電気車バッテリー市場の話題は走行距離の拡大と原価競争力の確保だ。そのためには、陽極材でニッケルの含有量を引き上げ、コバルトの含有量を引き下げる必要がある。ニッケルの含有量が多いほどエネルギー密度が高まるためだ。

希少金属の世界的な生産量減少の影響により、価格が急騰しているコバルトの含有量を引き下げることができるということから生産費削減にも役立つ。

ブルームバーグによると、ロンドン金属取引所(LME)で取り引きされるコバルト現物価格は昨年8月、1トン当たり2万5750ドル(約285万円)から25日には6万500ドルに1年間で135%上昇した。

一方、完成車業界は電気車普及を拡大するためにバッテリー納品価格の引き下げを要求している。バッテリー価格は電気車原価の40%に達するほど比重が高い。

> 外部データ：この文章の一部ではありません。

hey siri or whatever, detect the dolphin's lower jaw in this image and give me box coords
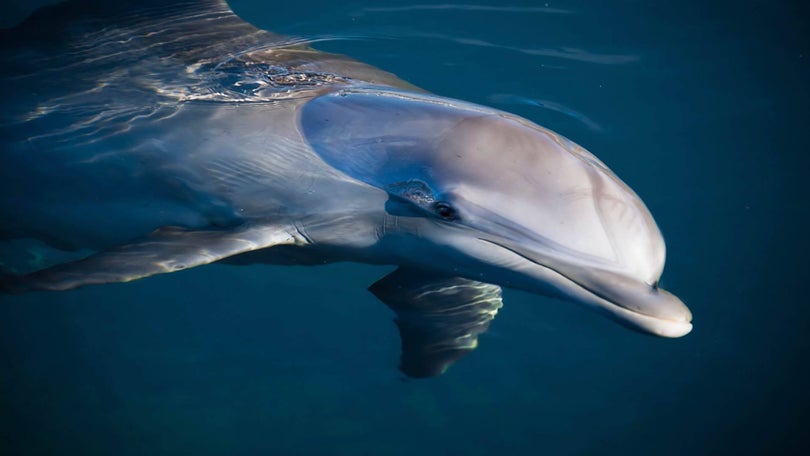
[555,272,692,337]
[535,268,692,338]
[540,268,693,338]
[581,291,693,338]
[469,238,693,338]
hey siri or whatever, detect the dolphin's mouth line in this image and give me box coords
[477,237,685,323]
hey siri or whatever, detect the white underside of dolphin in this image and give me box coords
[0,0,692,377]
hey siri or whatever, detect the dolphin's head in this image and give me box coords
[300,88,691,337]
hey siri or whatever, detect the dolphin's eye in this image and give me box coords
[434,201,458,220]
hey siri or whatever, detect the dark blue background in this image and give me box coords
[2,0,809,454]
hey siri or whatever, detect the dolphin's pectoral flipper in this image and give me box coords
[0,225,300,293]
[369,268,503,378]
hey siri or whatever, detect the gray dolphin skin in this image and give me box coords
[0,0,692,377]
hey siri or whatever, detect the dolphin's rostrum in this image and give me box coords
[0,0,692,377]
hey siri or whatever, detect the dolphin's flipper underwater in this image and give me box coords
[0,225,300,293]
[370,268,503,378]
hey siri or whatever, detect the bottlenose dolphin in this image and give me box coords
[0,0,692,377]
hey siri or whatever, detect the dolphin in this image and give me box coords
[0,0,692,377]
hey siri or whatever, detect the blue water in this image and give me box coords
[1,0,809,454]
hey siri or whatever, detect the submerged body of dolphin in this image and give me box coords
[0,0,691,377]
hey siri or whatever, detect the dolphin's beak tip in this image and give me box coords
[656,314,693,338]
[671,320,693,338]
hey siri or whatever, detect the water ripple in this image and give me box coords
[489,93,604,132]
[410,32,639,65]
[352,4,573,15]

LG化学とサムスンSDI、SKイノベーションなど韓国電気車バッテリー会社が研究開発(R&D)を強化してコバルトの比重を下げることで出力を高めたバッテリー開発に積極的に乗り出している理由だ。

◆分離膜技術が秘訣

1回充電すれば数百キロを走ることができる高容量二次電池は陽極材でコバルトの比重は下げ、ニッケルの含有量は引き上げる方向に進化してきた。

各成分の比重が1(ニッケル):1(コバルト):1(マンガン)であるNCM111バッテリーを量産したバッテリー業界は、2014年からニッケルとコバルト、マンガン比率がそれぞれ60%、20%、20%であるNCM622バッテリーを生産し始めた。

だが、技術的な限界のせいでそれ以上にニッケルの比重を高めることが容易でなかった。ニッケルの含有量を引き上げるほど安定性が低下し、爆発危険が大きくなるためだ。

LG化学とサムスンSDIなどはその間、耐久性が強い小型円筒形だけで陽極材のニッケルとコバルト、マンガン比率がそれぞれ80%、10%、10%であるNCM811バッテリーを生産してきた。このような小型バッテリーはノートブック、電気自転車などに使われる。

SKイノベーションが今回、LG化学とサムスンSDIなどの先頭走者を抜いて中大型NCM811バッテリーの量産に成功した秘訣は、世界最高水準のバッテリー分離膜技術のおかげだ。

この会社の安定性を強化したセラミックコーティング分離膜技術は旭化成に続き世界2位だ。NCM811の弱点は▼ガス発生▼熱発生▼短いバッテリーの寿命だった。SKイノベーションバッテリー研究所は分離膜の両面にセラミックコーティングをし、熱抵抗が高いバインダーを使って150〜200度の高温で耐えられるように製作した。

ガス発生およびバッテリー寿命の問題を解決するために、陽極材をアルミニウムなど異種複合成分で特殊コーティングする方式を採択した。この方式を通じて充電・放電が繰り返されるほどバッテリーの体積が膨張する問題も解決し、バッテリーの寿命も増えた。

◆自動車業界も驚いた技術力

イ室長は「初めてNCM811バッテリーを開発するといった時、完成車業界が成功の可能性に疑問を呈したのは事実」とし「サンプルを提出して安定性テストを通過しながら技術力を認められ、もう『信頼できる』という評価を受けた」と説明した。